I’ll tell you a funny story: I started getting calls from people who wanted to break in so I wrote a three-page PDF called “So You Want to Be a VC,” and hidden on the third page was — go do X, go do Y, go do Z, come back and tell me how it went. The number of people who ended up talking to me after I got that document was a fraction of the number I sent. It’s funny how much weight they lost when you gave them a little homework.
You started working on this book before the nature of AI was clear. Does this change how people think about their jobs?

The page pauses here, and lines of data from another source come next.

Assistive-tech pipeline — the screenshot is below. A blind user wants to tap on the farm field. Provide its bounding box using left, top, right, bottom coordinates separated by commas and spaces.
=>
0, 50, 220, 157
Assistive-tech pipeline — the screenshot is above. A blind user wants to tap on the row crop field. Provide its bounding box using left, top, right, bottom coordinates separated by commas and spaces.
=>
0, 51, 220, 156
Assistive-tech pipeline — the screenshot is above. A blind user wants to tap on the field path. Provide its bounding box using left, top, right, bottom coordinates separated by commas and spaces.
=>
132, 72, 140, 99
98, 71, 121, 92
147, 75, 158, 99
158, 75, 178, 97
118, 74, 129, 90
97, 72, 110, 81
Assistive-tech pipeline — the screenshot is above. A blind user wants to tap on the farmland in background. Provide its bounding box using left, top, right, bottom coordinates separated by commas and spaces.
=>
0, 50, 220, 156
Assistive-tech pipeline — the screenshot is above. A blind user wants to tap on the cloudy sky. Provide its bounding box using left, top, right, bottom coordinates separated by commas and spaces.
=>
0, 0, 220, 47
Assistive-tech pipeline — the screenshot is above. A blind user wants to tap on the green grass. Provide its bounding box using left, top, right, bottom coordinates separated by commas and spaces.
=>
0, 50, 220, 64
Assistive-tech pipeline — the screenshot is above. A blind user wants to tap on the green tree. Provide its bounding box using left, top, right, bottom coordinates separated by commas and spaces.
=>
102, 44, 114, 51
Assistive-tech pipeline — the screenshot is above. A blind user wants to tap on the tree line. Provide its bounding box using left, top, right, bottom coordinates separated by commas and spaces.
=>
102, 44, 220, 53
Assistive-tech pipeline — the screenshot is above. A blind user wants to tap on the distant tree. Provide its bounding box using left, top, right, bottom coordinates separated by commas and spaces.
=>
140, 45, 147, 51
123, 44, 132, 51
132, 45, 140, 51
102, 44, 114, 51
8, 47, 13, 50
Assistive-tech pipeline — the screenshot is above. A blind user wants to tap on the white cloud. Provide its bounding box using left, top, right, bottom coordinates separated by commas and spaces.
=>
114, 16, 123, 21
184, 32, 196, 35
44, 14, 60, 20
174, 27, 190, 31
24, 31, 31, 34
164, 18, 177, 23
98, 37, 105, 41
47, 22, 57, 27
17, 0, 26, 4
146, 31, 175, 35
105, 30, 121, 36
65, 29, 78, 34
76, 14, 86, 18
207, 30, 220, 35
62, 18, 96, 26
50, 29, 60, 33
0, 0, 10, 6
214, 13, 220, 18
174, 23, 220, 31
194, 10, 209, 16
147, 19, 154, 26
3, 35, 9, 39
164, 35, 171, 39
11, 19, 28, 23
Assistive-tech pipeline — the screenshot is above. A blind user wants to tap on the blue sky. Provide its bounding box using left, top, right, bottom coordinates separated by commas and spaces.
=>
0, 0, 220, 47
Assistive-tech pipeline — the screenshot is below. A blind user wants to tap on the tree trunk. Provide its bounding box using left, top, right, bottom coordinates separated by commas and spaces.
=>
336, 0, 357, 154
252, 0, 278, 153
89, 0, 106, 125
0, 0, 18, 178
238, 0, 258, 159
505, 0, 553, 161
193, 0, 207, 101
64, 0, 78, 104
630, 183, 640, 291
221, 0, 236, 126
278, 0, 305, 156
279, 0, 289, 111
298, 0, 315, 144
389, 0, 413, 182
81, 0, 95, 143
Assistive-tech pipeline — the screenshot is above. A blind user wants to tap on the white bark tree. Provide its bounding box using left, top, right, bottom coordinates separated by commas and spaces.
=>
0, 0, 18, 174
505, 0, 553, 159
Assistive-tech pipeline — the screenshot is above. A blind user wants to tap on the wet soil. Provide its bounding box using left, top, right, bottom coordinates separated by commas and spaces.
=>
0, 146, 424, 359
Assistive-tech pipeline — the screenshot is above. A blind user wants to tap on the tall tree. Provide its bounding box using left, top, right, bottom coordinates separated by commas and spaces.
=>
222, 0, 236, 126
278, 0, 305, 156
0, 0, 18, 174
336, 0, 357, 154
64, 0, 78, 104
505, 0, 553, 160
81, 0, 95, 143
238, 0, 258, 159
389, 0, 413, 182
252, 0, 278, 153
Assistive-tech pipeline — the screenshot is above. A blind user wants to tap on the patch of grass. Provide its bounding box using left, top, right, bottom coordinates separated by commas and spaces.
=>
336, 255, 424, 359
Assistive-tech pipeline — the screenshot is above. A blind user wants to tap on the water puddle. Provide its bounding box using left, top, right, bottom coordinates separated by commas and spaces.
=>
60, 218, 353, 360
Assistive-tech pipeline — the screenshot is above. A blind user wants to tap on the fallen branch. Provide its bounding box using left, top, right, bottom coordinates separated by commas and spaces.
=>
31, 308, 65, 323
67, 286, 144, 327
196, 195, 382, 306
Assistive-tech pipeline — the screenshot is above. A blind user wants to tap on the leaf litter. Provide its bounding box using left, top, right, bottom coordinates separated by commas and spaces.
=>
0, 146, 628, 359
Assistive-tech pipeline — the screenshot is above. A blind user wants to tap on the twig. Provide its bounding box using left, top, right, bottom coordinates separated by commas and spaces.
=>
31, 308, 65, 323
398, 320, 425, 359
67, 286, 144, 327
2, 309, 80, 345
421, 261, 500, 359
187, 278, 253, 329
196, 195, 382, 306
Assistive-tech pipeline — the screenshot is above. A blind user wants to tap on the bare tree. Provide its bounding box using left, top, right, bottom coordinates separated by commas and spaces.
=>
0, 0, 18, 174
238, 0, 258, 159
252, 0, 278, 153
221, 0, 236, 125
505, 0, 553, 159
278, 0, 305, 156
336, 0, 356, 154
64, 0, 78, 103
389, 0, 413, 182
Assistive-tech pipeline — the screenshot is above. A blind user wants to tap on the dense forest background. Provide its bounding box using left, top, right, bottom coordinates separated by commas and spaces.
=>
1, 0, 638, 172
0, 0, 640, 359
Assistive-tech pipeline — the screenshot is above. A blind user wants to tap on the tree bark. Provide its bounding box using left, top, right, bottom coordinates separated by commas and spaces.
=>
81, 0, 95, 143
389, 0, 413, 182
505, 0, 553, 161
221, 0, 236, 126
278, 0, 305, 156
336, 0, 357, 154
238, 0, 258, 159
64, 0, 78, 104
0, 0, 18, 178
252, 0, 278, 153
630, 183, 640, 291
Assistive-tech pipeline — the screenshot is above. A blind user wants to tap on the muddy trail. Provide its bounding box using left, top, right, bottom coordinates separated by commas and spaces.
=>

If you follow the traditional way – going through the work center at your university, signing on the list, waiting for the guard to sit with 30 people in 20 minutes – you look like a cog. You look well-made. For that group, AI looks scary, and maybe it should. But if you’re blazing your own trail, using the skills in the book, being what I call someone’s agent – someone whose path looks unique because you built it on purpose – then every tool in this book is augmented by AI. Learning has never been easier than it is now, in the entire history of the world. If you run towards it, if you become the most knowledgeable AI in your field, this thing is nothing but a great power.